Les mystères de Montréal/1/11

Compagnie d’imprimerie Désaulniers, imprimeurs-éditeurs (p. 100-112).

CHAPITRE XI

le complot


Un jour le traître de Saint-Denis se promenait sur le perron du magasin. Il leva la tête avec énergie et se dit à lui-même :

— Si je réussis à faire passer Paul Turcotte pour mort, cela m’avancera beaucoup… Il faut d’abord interrompre sa correspondance, et ce n’est pas au maître de poste que je m’adresserai… Je parlerai à son fils Antoine… le jeune homme aime l’argent et je suis capable de lui en fournir. Ah, Charles Gagnon n’est pas fou et bien fin qui s’en jouera !…

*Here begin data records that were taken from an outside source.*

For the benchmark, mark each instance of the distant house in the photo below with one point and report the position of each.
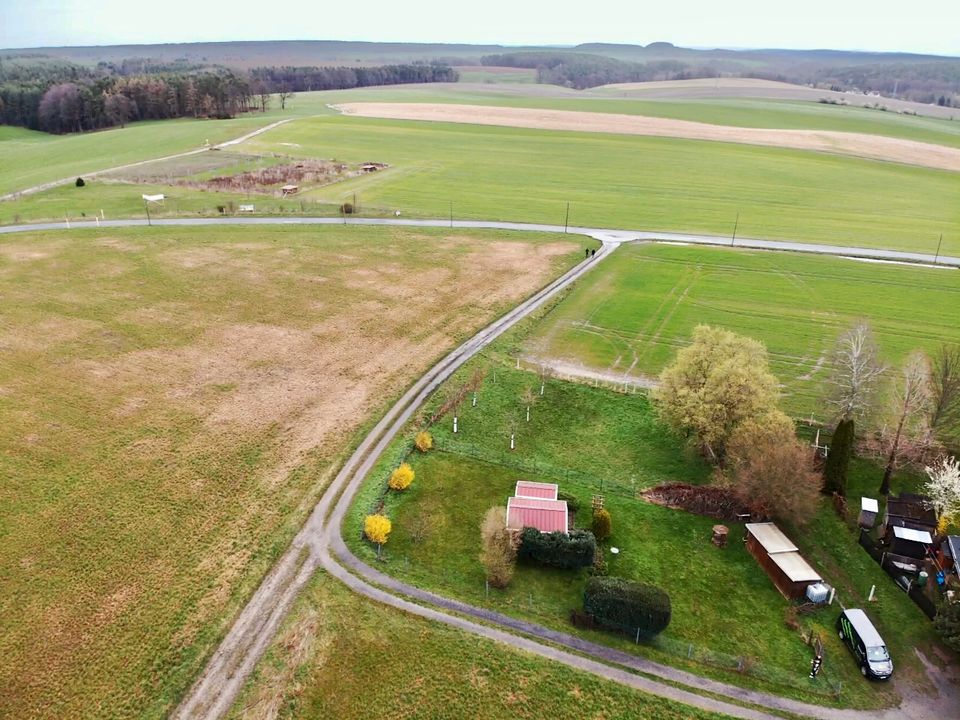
(535, 505)
(780, 558)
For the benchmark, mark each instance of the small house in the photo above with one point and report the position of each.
(791, 574)
(544, 491)
(869, 509)
(542, 514)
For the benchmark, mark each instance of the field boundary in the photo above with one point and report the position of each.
(187, 153)
(610, 234)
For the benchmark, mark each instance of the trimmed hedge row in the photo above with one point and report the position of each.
(557, 549)
(627, 606)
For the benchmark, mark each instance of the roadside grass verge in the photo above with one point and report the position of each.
(630, 316)
(177, 400)
(725, 608)
(630, 182)
(340, 655)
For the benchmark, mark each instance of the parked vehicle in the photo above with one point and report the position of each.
(856, 630)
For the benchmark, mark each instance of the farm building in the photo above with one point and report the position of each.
(908, 511)
(910, 543)
(535, 505)
(545, 491)
(780, 558)
(544, 515)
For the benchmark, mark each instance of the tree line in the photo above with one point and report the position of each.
(928, 82)
(62, 97)
(581, 70)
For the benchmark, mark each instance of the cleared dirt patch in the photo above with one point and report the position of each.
(873, 147)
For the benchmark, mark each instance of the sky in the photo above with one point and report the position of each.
(925, 26)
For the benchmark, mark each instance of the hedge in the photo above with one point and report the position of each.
(557, 549)
(619, 604)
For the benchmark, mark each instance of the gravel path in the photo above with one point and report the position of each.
(319, 544)
(72, 178)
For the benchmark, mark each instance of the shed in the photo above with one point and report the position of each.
(910, 511)
(910, 543)
(869, 508)
(950, 553)
(545, 491)
(544, 515)
(780, 558)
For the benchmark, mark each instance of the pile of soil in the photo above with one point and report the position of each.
(306, 171)
(708, 500)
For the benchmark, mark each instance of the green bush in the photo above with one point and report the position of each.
(556, 549)
(573, 504)
(627, 606)
(602, 524)
(838, 459)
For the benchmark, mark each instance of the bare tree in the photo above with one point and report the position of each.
(856, 369)
(911, 400)
(285, 94)
(945, 393)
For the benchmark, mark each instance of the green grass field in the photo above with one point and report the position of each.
(175, 403)
(593, 441)
(620, 181)
(629, 317)
(342, 656)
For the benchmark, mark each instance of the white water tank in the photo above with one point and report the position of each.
(818, 593)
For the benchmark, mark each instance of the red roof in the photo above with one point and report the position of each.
(544, 515)
(546, 491)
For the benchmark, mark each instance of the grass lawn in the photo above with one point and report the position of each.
(530, 175)
(630, 317)
(724, 605)
(629, 181)
(342, 656)
(175, 403)
(123, 200)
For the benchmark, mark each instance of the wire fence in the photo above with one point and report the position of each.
(532, 466)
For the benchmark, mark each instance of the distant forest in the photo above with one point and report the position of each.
(59, 96)
(932, 82)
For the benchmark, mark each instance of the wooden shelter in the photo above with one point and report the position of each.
(780, 558)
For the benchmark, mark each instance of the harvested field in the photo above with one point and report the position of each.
(175, 402)
(873, 147)
(708, 88)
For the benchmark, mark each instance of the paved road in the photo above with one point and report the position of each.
(612, 235)
(319, 544)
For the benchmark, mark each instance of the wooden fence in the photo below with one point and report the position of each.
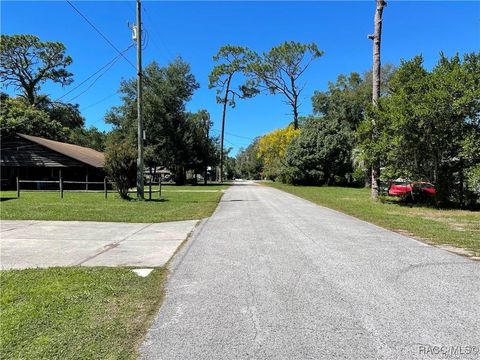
(105, 184)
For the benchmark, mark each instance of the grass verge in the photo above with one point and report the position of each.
(456, 228)
(76, 313)
(175, 205)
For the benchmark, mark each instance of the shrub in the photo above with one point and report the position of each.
(321, 154)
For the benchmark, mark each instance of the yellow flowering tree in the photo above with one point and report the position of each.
(272, 148)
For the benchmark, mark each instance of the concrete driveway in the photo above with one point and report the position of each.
(272, 276)
(29, 244)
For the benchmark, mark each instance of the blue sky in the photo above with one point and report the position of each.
(196, 30)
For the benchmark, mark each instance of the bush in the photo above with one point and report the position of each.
(121, 167)
(321, 154)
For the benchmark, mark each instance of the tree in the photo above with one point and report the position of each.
(346, 101)
(427, 126)
(166, 122)
(18, 116)
(26, 63)
(121, 166)
(272, 148)
(203, 148)
(347, 98)
(321, 154)
(66, 114)
(278, 71)
(247, 164)
(377, 39)
(233, 61)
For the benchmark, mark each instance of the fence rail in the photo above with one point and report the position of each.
(61, 189)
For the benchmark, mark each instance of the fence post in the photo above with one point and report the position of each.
(105, 186)
(61, 184)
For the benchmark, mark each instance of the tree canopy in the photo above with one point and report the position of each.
(279, 70)
(26, 63)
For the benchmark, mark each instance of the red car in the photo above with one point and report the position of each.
(404, 188)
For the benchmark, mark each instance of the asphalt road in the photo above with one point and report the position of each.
(272, 276)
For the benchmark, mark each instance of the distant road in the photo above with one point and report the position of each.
(272, 276)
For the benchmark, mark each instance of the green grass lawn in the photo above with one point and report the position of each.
(76, 313)
(94, 207)
(447, 227)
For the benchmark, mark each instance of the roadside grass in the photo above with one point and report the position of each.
(458, 228)
(173, 206)
(76, 313)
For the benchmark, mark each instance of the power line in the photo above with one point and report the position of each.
(100, 33)
(159, 38)
(98, 102)
(95, 73)
(95, 80)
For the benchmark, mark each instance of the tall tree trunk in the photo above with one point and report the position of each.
(295, 115)
(225, 100)
(207, 128)
(376, 37)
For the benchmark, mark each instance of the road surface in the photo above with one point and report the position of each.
(272, 276)
(31, 244)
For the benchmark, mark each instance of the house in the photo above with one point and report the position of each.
(34, 158)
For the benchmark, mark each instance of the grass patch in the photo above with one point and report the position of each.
(459, 228)
(76, 313)
(93, 207)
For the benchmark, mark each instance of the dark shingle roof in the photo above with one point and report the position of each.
(83, 154)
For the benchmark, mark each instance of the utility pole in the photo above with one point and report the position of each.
(138, 34)
(376, 72)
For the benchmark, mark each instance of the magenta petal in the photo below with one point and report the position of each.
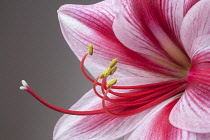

Après ce raisonnement la physionomie du traître devint radieuse. Il entra dans le magasin. Une pratique entra et lui dit :

— Tenez, Monsieur Charles, je vois que les affaires vont bien : vous êtes trop de bonne humeur.

— En effet nous n’avons pas à nous plaindre, répondit le traître, le commerce va assez bien, Dieu merci.

Le bureau de poste était chez le cinquième voisin. Charles y allait tous les jours et la correspondance des Gagnon était assez volumineuse à cause de leur commerce.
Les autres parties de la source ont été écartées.